L'inflammation du tractus gastro-intestinal déclenche la production d'une protéine clé impliquée dans la maladie de Parkinson.

Les patients atteints de la maladie de Parkinson présentent fréquemment des troubles intestinaux tels que douleurs abdominales, inflammation et constipation. De nombreuses études indiquent que ces symptômes ne sont pas fortuits et que des dysfonctionnements intestinaux pourraient précéder et favoriser les atteintes cérébrales. Des chercheurs américains démontrent que l'inflammation de l'œsophage, de l'estomac ou du duodénum active le système immunitaire et stimule la protéine alpha-synucléine (αS) dans les nerfs environnant l'intestin.
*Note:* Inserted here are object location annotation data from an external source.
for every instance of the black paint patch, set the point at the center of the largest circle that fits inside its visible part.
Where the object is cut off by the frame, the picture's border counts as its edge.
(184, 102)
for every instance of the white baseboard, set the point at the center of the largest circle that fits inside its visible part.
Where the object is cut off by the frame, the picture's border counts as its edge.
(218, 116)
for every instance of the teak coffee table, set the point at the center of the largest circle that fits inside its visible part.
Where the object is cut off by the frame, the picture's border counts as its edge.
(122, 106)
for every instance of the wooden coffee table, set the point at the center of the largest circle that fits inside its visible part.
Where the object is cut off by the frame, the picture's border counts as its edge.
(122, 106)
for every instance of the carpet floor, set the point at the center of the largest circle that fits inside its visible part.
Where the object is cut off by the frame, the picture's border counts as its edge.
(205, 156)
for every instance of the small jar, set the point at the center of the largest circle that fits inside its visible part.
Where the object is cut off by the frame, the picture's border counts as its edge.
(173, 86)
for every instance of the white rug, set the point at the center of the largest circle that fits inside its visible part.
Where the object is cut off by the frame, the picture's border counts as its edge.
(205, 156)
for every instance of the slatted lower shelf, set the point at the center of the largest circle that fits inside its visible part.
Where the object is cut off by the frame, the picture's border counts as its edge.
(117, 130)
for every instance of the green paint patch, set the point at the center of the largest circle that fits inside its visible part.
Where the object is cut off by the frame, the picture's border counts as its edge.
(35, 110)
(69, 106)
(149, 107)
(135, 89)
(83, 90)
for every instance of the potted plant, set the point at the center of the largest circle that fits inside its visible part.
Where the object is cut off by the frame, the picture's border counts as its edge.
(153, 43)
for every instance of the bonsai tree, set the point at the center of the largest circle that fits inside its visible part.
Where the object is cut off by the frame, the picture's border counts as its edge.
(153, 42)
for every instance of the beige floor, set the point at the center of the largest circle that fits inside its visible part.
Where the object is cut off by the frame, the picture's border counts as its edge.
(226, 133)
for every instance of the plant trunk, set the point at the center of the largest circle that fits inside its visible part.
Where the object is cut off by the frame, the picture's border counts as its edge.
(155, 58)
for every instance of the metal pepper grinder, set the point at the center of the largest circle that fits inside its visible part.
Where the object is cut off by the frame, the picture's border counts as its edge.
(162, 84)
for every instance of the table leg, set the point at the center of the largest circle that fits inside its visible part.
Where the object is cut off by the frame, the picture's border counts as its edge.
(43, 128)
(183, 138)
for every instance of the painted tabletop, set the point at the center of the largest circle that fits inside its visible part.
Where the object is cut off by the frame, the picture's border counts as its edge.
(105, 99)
Son accumulation dans le cerveau forme les corps de Lewy, caractéristiques de la maladie de Parkinson, responsables des troubles moteurs.
Les scientifiques ont analysé des biopsies intestinales prélevées chez 42 enfants souffrant d'inflammation gastro-intestinale. Une corrélation claire a été observée : plus la quantité d'αS était élevée, plus l'inflammation était sévère. De plus, un afflux de globules blancs a été noté près de ces protéines, essentiels à la réponse immunitaire et à la résolution de l'inflammation. L'αS pourrait ainsi représenter une réaction protectrice normale du système immunitaire, attirant les anticorps pour combattre l'infection.
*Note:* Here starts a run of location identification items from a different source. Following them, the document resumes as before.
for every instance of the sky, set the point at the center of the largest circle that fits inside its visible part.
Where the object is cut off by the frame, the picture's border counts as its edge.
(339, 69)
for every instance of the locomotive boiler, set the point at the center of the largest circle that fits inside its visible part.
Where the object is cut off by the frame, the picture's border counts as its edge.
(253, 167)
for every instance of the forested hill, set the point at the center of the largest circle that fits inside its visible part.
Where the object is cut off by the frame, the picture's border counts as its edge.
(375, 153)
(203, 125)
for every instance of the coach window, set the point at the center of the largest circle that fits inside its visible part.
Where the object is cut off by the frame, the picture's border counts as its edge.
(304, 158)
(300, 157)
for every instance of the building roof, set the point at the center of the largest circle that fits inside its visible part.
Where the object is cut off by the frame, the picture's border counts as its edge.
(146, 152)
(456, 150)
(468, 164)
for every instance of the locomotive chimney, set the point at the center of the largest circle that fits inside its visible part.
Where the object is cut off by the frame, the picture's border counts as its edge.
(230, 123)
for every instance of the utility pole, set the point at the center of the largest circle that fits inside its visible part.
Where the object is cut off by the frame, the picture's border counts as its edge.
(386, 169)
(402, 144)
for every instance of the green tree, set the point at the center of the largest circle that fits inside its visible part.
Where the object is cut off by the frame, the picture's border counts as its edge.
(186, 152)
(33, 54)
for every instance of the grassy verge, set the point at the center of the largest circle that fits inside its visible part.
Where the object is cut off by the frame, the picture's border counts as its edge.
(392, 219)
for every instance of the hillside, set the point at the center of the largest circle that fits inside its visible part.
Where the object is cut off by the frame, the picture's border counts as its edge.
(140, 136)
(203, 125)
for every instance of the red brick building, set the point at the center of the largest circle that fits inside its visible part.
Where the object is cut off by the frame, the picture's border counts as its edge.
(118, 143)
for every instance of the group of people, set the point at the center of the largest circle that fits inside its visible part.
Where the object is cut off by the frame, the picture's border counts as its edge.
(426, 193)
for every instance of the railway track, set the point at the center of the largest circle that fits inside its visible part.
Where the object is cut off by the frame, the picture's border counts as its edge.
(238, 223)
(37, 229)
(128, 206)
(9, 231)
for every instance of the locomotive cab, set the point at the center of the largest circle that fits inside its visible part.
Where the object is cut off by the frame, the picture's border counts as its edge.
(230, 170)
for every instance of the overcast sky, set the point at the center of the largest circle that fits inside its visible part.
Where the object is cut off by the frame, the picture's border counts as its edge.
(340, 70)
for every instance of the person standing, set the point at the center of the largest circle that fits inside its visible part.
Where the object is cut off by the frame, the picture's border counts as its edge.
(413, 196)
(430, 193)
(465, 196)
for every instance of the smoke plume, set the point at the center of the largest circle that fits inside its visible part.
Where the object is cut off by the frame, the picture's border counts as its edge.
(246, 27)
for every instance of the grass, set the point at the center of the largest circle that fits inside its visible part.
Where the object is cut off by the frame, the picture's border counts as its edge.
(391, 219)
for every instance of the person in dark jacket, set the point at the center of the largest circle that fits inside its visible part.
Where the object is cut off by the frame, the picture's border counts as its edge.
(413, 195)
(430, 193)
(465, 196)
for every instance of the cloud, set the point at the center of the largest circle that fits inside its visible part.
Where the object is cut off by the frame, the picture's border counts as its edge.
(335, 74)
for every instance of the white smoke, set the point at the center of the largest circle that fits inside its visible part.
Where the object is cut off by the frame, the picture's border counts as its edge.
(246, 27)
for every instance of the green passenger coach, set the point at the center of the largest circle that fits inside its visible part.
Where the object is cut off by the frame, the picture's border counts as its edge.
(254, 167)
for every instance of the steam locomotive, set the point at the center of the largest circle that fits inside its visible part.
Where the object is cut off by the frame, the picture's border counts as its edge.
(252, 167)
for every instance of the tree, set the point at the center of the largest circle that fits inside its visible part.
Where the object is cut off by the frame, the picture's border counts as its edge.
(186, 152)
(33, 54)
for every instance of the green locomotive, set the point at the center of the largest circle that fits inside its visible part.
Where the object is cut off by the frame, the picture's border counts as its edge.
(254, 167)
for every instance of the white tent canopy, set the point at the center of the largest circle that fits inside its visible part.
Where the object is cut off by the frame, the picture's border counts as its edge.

Cependant, une hyperactivation immunitaire et une surproduction d'αS rendent la protéine toxique. Elle peut alors migrer via les neurones intestinaux jusqu'au système nerveux central et au cerveau. Des études antérieures confirment une présence accrue d'αS dans l'intestin chez les patients parkinsoniens aux stades précoces, avant même les signes cérébraux. L'équilibre microbien intestinal (bactéries et champignons) joue un rôle crucial : un déséquilibre peut initier l'inflammation.
Ces résultats expliquent les troubles intestinaux précoces chez les patients parkinsoniens. Les chercheurs testent actuellement un médicament visant à réduire à la fois la constipation et les niveaux d'αS intestinaux.
Les découvertes ont été publiées dans le Journal of Innate Immunity.